The state of Telangana is relatively new, having emerged officially on 2nd June 2014, after its separation from the state of Andhra Pradesh. Telangana was once part of the Hyderabad state that existed from 1724 and 1948, dissolving a year after India gained its independence. Before and throughout the British Raj, a former monarch of the state of Hyderabad, Nizam of Hyderabad, ruled the region of present-day Telangana. Upon the dissolution of Hyderabad state, Telangana merged with the state of Andhra, forming Andhra Pradesh. The states of Telangana and Andhra Pradesh will share the capital city of Hyderabad for a period of ten years.

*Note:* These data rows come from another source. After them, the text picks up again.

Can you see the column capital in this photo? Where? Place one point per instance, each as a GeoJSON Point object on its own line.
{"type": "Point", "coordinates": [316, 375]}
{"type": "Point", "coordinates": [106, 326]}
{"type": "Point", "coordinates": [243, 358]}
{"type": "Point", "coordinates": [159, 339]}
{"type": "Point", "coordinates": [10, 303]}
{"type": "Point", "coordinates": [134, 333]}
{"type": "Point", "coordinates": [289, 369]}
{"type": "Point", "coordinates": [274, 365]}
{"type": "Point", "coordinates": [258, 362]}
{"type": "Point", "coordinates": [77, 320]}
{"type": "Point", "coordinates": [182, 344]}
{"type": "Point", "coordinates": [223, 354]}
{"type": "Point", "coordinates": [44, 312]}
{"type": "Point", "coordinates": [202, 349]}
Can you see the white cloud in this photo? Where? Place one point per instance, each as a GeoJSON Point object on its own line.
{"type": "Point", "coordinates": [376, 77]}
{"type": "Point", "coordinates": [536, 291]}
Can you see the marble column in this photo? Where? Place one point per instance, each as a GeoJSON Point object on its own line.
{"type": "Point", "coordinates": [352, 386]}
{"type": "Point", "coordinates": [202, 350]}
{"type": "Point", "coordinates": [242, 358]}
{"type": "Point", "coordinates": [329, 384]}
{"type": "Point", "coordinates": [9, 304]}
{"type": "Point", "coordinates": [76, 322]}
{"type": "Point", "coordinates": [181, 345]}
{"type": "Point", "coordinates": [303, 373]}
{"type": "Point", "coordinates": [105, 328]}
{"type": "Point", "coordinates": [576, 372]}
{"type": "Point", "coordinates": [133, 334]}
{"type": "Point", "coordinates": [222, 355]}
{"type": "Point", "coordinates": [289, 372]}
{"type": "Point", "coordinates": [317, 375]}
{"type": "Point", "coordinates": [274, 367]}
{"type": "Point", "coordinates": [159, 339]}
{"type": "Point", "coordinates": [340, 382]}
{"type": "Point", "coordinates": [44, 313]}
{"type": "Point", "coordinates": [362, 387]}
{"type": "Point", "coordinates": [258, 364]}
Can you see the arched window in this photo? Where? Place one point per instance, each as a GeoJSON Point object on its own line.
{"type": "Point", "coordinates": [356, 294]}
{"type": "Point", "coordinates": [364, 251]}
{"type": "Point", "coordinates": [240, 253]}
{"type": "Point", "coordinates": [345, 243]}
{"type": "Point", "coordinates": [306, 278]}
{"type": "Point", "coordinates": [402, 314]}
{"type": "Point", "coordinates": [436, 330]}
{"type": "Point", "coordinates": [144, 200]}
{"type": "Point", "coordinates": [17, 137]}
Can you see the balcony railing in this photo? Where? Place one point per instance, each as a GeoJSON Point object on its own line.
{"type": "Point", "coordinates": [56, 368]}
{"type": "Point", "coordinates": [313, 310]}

Telangana’s heritage is an affluent mix of the traditions of Telugu, Mughal Empire and the Nizam monarchy. In the 3rd century BCE and 11th century CE respectively, the Satavahana dynasty and Kakatiya dynasty were dominant Telugu rulers of the Telangana region. It was during these periods that the Hindu language, religion, arts and culture flourished. The region of Telangana was ruled by a multitude of Indian, Turkish Muslim and Persian dynasties before the Mughal Empire came into power in the early 16th century. Telangana has amassed the traditions of various cultures before Mughal emperors, known for their adoration of the arts, popularised traditional techniques and patterns. For generations, expert weavers local to Telangana have perpetuated the traditions of the craft, and continue to do so today.
Though Telangana encompasses its own diversity of rich cultural history, part of this tradition stems from its shared history with Andhra Pradesh, in geographical, cultural and linguistic terms. The Nalgonda district, which was once part of Andhra Pradesh, is home to a myriad of villages. For generations skilled artisans and weavers have continued to reside in these villages and practise traditional textile arts. For instance, Pochampally, Gadwal and Venkatagiri (the latter in Andhra Pradesh) continue to produce fascinating traditional and contemporary Kalamkari printed and ikat woven products.
The government in Telangana has recently announced a separate policy for handloom weavers that ensures the livelihood of the traditions of Indian heritage.